Keys and the Muenchian Method • In some cases, an XSLT transformation will require accessing a collection of source XML elements based on some form of grouping. XSLT provides an insanely efficient tool to do this, using the “key” function. • The first part is to declare an XSLT Key. This is done with the “key” element: <xsl:key name=“fish-by-firstname” match=“Fish” use=“FirstName” /> • The name attribute is how the key will be referenced later on. • The match attribute is an XPath expression the key should match on, similar to a template. It can be relative, depending on what the current context will be when it is referenced. • The use attribute specifies another relative XPath expression, treating the expression in the match attribute as the current context. • Match and use together, in this case, means this key will match on all Fish elements, and group them by the value of their FirstName child elements. • Using a Key to perform this grouping then requires the use of the “key” XSLT function: key(‘fish-by-firstname’, /Root/Fish/FirstName) • The first argument to the function is the name of the previously declared Key to use. • The second argument is an XPath expression whose result should match the grouping defined in the Key. In this case, the Key returns a collection of Fish elements grouped by their FirstName value. • In this case, this function will return a collection of all the Fish elements who have the same FirstName value as what is being passed into the function.

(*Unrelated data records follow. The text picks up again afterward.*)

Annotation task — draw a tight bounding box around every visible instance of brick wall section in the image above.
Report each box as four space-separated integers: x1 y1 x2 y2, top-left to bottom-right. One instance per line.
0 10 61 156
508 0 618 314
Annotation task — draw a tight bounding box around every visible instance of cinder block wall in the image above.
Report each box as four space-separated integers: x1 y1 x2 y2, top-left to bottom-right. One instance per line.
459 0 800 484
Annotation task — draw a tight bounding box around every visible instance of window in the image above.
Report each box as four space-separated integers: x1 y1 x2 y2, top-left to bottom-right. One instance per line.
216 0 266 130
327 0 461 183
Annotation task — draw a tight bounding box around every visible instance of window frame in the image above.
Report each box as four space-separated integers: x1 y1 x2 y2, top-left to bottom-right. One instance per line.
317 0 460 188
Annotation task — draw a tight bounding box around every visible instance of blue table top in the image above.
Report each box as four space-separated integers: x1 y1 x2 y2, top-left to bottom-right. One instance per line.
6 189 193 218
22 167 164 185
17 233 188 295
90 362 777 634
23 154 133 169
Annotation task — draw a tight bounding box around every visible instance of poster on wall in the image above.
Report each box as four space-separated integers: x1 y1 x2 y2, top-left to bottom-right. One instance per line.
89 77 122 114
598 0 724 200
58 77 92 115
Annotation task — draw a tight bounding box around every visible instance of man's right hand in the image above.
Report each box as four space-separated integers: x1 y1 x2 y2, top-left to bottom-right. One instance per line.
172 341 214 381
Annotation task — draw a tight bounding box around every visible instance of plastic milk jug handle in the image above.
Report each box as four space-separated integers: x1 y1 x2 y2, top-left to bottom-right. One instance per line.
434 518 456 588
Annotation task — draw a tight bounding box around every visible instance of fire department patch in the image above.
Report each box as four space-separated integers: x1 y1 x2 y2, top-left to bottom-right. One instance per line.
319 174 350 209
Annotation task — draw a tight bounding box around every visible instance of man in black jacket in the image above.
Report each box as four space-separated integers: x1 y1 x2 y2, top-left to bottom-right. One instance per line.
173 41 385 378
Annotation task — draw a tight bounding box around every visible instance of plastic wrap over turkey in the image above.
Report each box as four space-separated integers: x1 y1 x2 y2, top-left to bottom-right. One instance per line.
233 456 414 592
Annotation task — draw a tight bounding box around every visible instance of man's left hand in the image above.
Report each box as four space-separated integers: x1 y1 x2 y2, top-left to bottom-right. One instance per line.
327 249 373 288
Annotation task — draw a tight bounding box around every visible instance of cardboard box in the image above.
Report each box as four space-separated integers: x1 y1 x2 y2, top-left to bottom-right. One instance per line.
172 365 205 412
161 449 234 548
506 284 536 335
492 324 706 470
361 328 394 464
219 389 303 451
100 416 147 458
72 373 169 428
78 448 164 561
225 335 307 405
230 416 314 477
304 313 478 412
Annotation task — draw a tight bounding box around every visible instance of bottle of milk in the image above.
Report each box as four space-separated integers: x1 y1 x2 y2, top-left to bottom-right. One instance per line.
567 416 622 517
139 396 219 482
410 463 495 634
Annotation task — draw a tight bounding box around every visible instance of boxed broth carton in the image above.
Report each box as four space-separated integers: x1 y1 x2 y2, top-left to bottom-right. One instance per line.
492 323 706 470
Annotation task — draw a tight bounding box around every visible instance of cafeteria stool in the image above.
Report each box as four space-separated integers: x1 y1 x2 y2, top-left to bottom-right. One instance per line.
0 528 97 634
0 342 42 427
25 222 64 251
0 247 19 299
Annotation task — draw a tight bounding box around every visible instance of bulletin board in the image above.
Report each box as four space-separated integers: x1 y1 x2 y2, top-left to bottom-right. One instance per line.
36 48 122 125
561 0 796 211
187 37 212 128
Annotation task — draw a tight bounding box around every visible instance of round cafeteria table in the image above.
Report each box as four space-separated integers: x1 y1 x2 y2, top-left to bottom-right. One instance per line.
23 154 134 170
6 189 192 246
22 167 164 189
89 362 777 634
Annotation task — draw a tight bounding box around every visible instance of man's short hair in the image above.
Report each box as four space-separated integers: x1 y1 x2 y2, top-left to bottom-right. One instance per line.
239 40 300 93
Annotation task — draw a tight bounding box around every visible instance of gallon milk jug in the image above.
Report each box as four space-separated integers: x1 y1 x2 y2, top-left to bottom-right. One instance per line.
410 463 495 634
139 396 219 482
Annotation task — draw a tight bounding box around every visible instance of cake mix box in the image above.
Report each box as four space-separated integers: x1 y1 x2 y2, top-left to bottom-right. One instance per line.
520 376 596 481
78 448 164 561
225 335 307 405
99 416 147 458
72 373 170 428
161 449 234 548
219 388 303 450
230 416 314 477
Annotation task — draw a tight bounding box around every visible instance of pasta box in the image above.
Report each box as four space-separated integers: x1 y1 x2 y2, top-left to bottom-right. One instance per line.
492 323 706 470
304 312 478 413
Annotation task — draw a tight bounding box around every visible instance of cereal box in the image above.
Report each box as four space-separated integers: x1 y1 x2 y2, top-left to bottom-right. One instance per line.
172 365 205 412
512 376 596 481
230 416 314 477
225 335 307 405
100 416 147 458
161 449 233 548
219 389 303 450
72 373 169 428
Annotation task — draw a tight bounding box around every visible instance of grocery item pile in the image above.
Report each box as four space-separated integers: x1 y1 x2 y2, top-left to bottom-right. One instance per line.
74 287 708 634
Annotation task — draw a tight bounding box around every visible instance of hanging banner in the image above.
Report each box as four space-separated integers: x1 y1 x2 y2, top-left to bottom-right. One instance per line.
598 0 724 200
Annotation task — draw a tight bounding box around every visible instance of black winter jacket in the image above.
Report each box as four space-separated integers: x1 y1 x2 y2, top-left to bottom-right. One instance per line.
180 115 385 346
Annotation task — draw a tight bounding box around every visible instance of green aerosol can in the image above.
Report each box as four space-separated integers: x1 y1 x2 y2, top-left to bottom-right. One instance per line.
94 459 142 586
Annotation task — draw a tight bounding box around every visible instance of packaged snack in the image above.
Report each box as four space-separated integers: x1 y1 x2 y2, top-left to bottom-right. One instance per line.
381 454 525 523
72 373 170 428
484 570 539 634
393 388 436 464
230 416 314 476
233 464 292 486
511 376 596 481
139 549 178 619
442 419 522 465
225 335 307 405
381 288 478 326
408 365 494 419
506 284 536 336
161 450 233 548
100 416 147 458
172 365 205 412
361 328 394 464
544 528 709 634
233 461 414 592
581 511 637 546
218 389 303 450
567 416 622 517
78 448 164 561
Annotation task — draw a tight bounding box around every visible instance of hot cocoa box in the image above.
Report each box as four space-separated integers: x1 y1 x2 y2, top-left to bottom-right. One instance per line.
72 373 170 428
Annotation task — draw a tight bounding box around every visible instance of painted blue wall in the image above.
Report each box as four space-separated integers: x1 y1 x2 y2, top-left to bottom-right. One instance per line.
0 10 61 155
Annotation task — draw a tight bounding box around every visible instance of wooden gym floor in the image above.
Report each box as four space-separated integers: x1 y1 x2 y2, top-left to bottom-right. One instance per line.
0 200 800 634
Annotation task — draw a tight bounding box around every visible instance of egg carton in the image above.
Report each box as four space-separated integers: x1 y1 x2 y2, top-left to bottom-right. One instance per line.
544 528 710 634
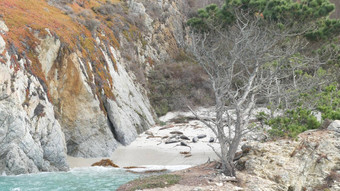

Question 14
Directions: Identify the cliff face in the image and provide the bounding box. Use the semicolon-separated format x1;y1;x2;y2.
0;0;189;174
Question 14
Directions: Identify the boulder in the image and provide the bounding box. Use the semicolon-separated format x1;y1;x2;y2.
197;134;207;139
327;120;340;133
192;137;198;143
179;135;190;140
91;159;119;168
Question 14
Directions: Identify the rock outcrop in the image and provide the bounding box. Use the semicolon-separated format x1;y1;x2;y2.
0;28;68;174
0;0;190;174
238;130;340;191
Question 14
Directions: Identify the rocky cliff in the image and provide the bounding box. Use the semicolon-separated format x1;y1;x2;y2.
237;120;340;191
0;0;191;174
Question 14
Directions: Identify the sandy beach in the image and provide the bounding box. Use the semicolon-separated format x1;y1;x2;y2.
68;109;218;168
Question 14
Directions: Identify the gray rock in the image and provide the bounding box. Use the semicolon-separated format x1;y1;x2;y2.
170;131;183;135
179;135;190;140
197;134;207;139
327;120;340;133
181;141;190;147
165;139;179;144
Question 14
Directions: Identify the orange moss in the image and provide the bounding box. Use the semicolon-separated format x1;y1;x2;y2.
0;0;123;110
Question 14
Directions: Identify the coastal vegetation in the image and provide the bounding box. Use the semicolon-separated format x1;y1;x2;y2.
188;0;340;176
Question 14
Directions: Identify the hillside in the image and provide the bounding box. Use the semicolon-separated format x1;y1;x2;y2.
0;0;197;174
0;0;340;174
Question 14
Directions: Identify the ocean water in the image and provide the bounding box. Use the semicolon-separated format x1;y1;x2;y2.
0;167;139;191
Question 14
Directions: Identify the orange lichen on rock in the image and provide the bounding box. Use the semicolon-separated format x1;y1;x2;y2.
91;159;119;168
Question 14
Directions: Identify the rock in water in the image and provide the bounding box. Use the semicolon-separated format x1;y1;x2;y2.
192;137;198;143
181;141;190;147
327;120;340;133
91;159;119;168
179;135;190;140
165;139;179;144
170;131;183;135
197;134;207;139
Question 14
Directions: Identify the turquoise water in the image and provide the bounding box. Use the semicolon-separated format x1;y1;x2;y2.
0;167;139;191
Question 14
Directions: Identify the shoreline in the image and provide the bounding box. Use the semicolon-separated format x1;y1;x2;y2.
67;115;219;168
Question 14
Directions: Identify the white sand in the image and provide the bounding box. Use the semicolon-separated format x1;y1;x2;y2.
68;117;218;168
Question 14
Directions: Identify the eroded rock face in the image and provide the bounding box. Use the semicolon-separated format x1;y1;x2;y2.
238;130;340;191
0;31;68;174
0;0;189;174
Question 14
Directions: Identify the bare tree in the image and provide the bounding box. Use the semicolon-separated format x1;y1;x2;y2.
187;7;328;176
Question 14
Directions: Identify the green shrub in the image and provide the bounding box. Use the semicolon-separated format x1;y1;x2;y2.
317;84;340;120
266;108;320;138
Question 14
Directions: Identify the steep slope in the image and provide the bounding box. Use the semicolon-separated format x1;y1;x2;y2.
0;0;191;174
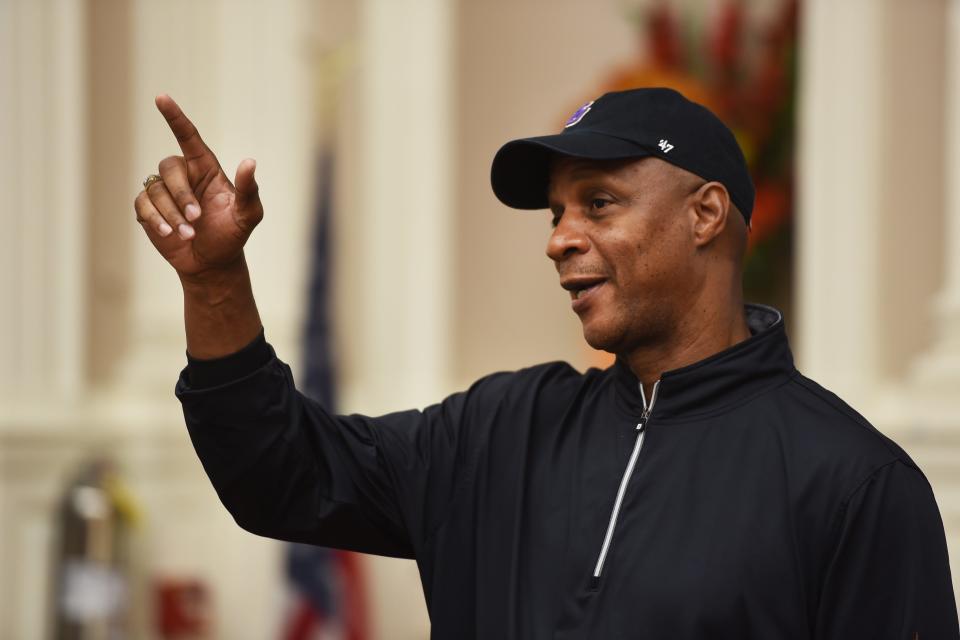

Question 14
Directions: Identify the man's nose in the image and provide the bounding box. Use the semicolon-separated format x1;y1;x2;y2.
547;213;590;262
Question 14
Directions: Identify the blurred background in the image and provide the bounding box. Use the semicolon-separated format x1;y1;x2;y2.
0;0;960;640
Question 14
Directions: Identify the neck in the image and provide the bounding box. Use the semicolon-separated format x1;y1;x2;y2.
622;299;750;398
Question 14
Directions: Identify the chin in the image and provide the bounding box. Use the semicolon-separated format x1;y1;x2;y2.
583;323;623;353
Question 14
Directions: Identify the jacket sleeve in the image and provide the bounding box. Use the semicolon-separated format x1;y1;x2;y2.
176;336;502;558
815;460;960;640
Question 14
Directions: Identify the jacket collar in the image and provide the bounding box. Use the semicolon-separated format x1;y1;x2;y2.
608;304;796;420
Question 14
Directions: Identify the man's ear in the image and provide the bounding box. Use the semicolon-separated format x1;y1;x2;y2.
690;182;731;247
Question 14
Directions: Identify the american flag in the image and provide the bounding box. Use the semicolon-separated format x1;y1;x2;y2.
281;151;369;640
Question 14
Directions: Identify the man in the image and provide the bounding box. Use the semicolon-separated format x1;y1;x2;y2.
136;89;960;639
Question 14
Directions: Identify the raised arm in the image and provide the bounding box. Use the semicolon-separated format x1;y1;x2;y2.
134;95;263;359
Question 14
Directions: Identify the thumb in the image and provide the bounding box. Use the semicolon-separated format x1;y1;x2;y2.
233;158;263;228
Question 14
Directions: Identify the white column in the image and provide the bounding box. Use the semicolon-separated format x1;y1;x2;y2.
0;0;88;410
350;0;454;412
792;0;885;406
913;0;960;400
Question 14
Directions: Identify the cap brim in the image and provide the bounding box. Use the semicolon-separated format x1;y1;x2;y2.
490;131;650;209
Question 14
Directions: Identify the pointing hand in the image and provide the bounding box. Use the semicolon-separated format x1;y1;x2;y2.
134;95;263;278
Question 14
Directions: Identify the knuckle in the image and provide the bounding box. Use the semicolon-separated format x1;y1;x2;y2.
157;156;182;174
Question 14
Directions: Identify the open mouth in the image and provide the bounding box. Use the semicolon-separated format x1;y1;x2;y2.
560;277;606;302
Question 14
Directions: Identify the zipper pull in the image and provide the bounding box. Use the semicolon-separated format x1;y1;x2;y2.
637;411;650;433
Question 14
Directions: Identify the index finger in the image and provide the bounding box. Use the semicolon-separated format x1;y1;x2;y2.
155;93;220;169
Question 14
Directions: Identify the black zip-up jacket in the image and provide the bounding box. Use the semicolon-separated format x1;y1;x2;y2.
177;305;960;640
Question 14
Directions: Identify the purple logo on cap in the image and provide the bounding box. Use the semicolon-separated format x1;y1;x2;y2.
563;100;596;129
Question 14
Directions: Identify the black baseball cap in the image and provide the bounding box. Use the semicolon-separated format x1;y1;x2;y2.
490;88;754;224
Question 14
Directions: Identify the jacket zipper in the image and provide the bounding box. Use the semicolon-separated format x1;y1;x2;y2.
591;380;660;588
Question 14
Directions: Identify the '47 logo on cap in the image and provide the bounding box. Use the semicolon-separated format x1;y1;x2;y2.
563;100;596;129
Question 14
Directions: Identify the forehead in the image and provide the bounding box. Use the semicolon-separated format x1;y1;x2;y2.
547;155;704;199
548;155;669;194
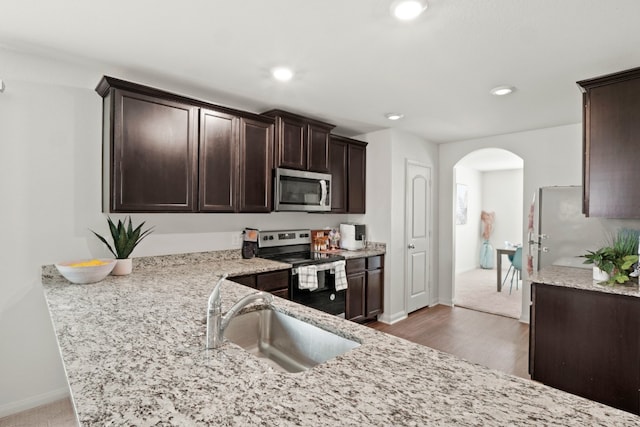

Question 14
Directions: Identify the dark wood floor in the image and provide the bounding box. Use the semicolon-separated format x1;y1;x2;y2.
367;305;530;378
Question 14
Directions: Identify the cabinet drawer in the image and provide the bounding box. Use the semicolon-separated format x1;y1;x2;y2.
345;258;366;274
229;274;256;289
367;256;382;270
257;270;289;291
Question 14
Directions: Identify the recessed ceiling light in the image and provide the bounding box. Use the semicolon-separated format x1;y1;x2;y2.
489;86;516;96
384;113;404;120
391;0;427;21
271;67;293;82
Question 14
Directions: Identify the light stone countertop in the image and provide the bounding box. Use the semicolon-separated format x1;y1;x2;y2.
43;255;640;426
530;265;640;297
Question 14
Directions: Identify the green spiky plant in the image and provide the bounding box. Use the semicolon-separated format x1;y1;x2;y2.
583;228;640;284
91;216;153;259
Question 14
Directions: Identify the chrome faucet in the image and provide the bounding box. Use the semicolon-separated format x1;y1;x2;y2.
207;273;273;349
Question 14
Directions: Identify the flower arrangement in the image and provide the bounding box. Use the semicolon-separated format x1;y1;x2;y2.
582;228;640;284
91;216;153;259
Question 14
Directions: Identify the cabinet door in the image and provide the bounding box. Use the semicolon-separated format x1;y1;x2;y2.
366;270;384;318
329;137;349;213
238;118;273;212
347;144;367;213
276;117;307;170
307;124;329;173
109;89;198;212
345;271;366;322
584;73;640;218
530;283;640;414
198;109;238;212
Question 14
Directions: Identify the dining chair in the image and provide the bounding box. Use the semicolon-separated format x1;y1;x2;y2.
502;247;522;295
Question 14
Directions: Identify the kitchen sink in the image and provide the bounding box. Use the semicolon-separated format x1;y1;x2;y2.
224;309;360;372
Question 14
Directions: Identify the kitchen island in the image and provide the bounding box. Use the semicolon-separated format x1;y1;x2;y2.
43;256;640;426
529;266;640;414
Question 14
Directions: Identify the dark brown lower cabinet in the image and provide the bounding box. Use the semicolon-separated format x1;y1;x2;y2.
229;270;291;299
529;283;640;414
345;255;384;322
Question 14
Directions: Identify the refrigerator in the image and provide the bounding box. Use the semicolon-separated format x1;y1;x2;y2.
527;186;609;273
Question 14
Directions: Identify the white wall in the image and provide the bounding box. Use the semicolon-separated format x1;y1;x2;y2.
454;166;484;274
482;169;524;252
438;124;582;321
358;130;438;323
0;48;358;416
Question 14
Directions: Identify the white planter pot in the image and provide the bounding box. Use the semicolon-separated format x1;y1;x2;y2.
111;258;133;276
592;265;609;282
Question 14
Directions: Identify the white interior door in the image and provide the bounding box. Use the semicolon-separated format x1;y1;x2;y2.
405;161;431;313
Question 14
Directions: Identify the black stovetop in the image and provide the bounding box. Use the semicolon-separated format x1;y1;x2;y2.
257;245;344;266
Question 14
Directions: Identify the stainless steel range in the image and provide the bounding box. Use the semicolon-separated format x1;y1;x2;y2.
257;230;346;317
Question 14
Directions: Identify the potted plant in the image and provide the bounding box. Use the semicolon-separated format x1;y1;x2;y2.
91;216;153;276
583;229;639;284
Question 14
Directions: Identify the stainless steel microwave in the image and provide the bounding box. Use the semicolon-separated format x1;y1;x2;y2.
273;168;331;212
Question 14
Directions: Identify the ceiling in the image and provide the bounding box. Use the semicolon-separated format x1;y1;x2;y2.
0;0;640;143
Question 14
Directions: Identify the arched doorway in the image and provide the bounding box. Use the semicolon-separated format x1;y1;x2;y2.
453;148;524;318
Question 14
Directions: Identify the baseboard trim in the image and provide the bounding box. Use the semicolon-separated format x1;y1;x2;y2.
0;387;70;418
378;311;407;325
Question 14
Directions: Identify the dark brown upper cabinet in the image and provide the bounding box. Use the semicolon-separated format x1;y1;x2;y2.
199;109;239;212
578;68;640;218
329;135;367;213
103;89;198;212
96;77;274;212
238;118;273;212
263;110;334;173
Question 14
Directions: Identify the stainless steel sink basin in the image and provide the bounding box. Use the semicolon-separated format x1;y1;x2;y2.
224;309;360;372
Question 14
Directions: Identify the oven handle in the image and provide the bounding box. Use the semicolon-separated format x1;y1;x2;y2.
291;262;336;276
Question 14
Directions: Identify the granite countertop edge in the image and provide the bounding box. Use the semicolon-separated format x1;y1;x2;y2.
530;265;640;297
43;246;640;426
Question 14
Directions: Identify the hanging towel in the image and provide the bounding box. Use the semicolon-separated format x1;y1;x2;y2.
298;265;318;291
333;261;348;291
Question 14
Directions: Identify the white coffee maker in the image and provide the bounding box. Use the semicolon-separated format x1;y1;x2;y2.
340;224;367;251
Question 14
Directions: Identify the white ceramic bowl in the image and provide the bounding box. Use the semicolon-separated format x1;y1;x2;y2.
56;259;116;283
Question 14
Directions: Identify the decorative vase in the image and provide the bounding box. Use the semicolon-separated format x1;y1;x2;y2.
111;258;133;276
592;265;609;282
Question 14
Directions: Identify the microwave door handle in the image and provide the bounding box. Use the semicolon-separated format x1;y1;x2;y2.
320;179;327;206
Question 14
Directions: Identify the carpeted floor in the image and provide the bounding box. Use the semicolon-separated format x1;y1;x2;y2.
454;268;522;319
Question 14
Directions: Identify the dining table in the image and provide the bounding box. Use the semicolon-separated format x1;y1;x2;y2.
496;248;516;292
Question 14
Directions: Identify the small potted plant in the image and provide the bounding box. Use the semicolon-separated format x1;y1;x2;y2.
91;216;153;276
583;229;639;284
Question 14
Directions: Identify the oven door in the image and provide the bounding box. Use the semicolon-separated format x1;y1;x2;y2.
274;168;331;212
289;269;347;317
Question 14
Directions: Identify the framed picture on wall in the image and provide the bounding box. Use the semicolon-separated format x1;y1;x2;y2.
456;184;469;225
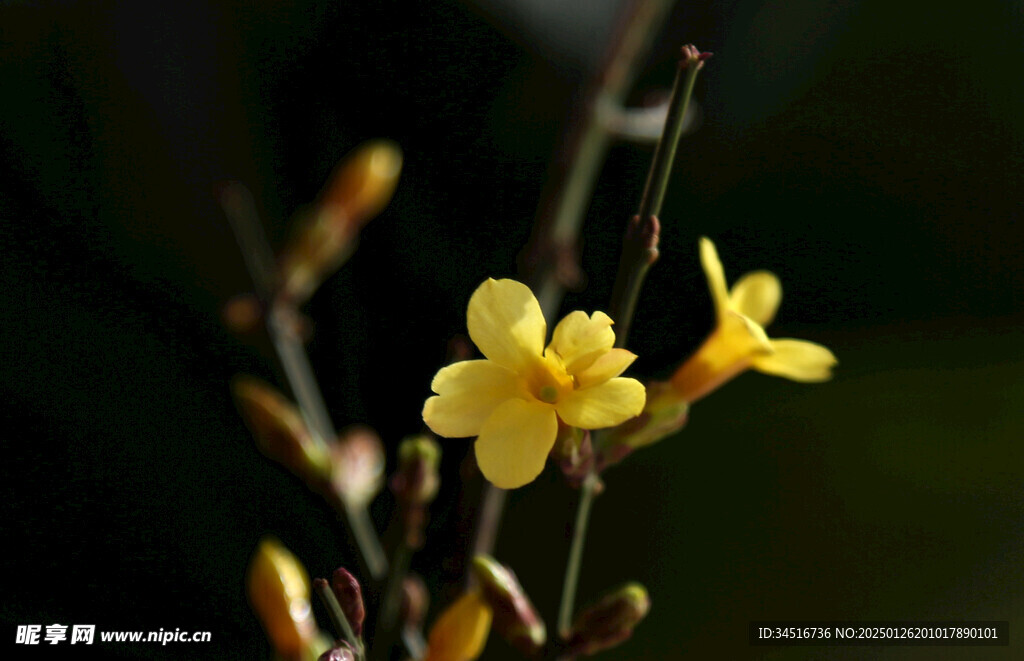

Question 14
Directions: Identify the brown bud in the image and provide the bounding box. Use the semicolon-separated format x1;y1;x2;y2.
473;555;548;656
551;424;594;489
391;435;441;505
221;294;263;335
679;44;715;71
391;435;441;548
399;573;430;629
280;140;401;305
329;425;385;508
231;377;331;487
566;583;650;656
316;642;355;661
331;567;367;636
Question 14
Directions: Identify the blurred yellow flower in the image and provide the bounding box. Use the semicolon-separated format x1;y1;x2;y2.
423;279;645;489
671;237;837;403
424;590;493;661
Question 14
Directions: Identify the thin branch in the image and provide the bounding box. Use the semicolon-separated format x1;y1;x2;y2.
220;182;387;579
472;0;675;568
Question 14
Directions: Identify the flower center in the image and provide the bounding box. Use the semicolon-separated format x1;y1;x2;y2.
537;386;558;404
523;356;572;404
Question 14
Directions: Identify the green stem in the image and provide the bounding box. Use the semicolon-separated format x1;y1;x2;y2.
220;182;387;579
313;578;364;659
558;473;599;638
467;0;675;567
608;46;702;347
373;539;413;661
638;59;700;219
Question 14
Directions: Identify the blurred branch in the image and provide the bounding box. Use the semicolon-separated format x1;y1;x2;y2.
472;0;674;573
220;182;387;580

Keys and the Muenchian Method (Continued) • The best use for Keys is something called the Muenchian Method. This is an XSLT pattern that uses Keys and one additional function to allow for iterating over elements grouped by Keys. • The additional function is the ”generate-id” function. This function generates a unique ID for any node passed into it. This ID is both unique and consistent, meaning the same node will always produce the same ID. • The Muenchian expression for this kind of iteration is: <xsl:for-each select=“/Root/Fish[generate-id(.) = generate-id(key(‘fish-by-firstname’, FirstName)[1])” /> • The start of the XPath expression is a simple XPath pointing at the Fish element. It then uses a predicate to specify which Fish element to show. • The predicate starts by generating an ID for the current node using ”generate-id”. It then compares that to a second ID generated by the same function with a different argument. • The second ID is generated using a Key. The “key” function is used to return the grouping that matches the current expression. The [1] specifies that it must be the first element of that grouping. • This whole expression ensures that each iteration will represent a unique grouping based on the key. • While this only iterates over groups, and not individual elements, once within a group there is a lot more flexibility to get the individual members of that group, having been ensured of the order of the grouping.